Missing people is good for a relationship. After 3 days away my kids will think I'm fantastic.
Does your husband know mine???
We were supposed to head to the Land of the Mouse to see my DD march with the big animals and then celebrate our wedding anniversary(that's where we were married). Tickets are purchased, Airfare too, staying with friends so no major hotel costs and 3 weeks before the trip HE decides that we can't afford all of us to go so I can go watch my DD tooting her horn by myself.
Marriage counseling starts Friday.
I actually did go away a couple of times all by myself without guilt, but those were a few years ago and the children have become accustomed to my constant presence since then. I'm taking night classes which is shaking them up a bit (the first few classes there was a lot of crying over how can Mommy leave us. Mind you these children go to school, on playdates, have sleepovers, etc..without problem. But when they are home, they want Mommy there. "IT's your fault," said Iris. "You made us used to it."
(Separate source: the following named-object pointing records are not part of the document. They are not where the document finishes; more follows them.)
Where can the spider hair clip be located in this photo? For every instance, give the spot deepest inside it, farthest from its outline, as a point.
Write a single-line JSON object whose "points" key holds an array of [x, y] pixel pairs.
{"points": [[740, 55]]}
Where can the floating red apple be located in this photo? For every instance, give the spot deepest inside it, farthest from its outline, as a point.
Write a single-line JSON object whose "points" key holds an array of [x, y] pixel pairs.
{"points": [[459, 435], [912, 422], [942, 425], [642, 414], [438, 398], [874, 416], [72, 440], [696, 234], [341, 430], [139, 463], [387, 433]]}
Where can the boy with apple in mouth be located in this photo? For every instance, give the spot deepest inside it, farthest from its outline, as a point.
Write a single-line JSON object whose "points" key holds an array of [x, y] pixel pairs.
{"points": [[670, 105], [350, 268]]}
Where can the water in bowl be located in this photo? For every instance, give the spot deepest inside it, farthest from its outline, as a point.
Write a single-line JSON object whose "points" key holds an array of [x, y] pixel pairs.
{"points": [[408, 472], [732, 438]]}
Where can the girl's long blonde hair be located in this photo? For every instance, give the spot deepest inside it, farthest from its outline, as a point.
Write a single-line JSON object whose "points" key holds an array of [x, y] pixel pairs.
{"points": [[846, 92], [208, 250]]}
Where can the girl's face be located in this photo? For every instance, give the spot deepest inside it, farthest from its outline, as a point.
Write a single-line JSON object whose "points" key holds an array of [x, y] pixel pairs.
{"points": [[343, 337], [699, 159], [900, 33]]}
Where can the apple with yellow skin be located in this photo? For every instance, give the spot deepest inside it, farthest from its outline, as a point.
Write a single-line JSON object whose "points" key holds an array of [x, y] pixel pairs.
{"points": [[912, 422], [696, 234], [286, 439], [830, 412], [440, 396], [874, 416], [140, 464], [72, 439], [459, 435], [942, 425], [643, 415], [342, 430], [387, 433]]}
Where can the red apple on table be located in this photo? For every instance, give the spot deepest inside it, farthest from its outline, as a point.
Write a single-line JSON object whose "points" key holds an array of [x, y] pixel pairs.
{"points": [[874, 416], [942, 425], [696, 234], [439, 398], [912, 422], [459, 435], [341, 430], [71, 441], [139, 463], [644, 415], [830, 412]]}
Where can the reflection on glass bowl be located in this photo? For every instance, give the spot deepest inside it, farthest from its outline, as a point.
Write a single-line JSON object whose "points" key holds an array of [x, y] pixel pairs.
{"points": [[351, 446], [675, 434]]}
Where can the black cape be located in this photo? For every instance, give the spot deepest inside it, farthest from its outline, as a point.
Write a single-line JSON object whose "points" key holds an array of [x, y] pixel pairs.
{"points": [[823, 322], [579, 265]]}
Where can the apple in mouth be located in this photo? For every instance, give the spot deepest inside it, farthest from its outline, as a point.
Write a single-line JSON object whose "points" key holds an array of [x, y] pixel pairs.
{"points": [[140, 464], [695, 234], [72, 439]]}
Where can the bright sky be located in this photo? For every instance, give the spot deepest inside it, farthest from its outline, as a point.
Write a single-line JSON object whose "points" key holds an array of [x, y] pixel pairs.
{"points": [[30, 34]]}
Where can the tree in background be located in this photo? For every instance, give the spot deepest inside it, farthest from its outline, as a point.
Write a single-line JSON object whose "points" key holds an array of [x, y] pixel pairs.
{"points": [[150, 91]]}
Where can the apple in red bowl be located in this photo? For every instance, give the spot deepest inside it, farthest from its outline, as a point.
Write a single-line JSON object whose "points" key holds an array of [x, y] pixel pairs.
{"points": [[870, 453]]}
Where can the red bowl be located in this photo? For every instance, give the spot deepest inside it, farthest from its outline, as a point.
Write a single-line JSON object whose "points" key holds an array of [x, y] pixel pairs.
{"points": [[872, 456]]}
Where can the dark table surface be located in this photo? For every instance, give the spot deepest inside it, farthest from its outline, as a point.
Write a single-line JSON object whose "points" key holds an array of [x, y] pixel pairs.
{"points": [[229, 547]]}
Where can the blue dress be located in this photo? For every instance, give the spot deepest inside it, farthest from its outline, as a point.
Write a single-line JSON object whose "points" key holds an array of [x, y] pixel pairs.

Caroline, the actual trip is described around 7/25 (I posted from on the trip). There is discussion from around Mar. 2007 of the trip, proposed at that time.
I started making links for you, but it was too depressing. If I read all that stuff, I'll go into a rage. But that's the timeframe!
Eh, what a bitch. The kids would love to hang out with grandma. Grandmas let kids do anything. It's fabulous. It's a vacation the whole family enjoys.
Carole, I'm a little pissed off at Sober Husband. My own DH used to pull similar crap--when it was something he wanted, it was money well-spent. Something I wanted was silly and wasteful. This is especially annoying when the things I wanted would improve our house, but the things he wanted were just for him.
(And why do women so often "become" the house? A man might get a nice wristwatch for a gift, but the woman gets a wall clock. One is for a person, one is for a house.)
Anyway, I especially dislike the attitude of "Even though I will benefit from this expenditure, I will treat it as if it's only for you, and I will most certainly hold it against you later." Then, when you understandably object, you are the witch for not accepting this oh-so-gracious offer.
Well, apparently this has really touched a nerve with me! Let me say that DH grew out of most of this, and now we are on the same team (aka "the Family") and this rarely occurs anymore.
But I do hope that you get your trip and that you get to enjoy it.
Oh my. Relevant posts have been reviewed and remembered. Poor you.
Weren't you going to South by Southwest this month?
I wanted to go, but I ended up balking at having the MIL come take charge of the children, and I. & L. were going through a very clingy phase where it seemed inappropriate for me to leave them. Also, I was not on good enough terms with the S.H. to go away with him, when he was in his balky, "I am just informing you that we don't live within our means" stage. You won't catch me leaving the state limits when he's pulling that.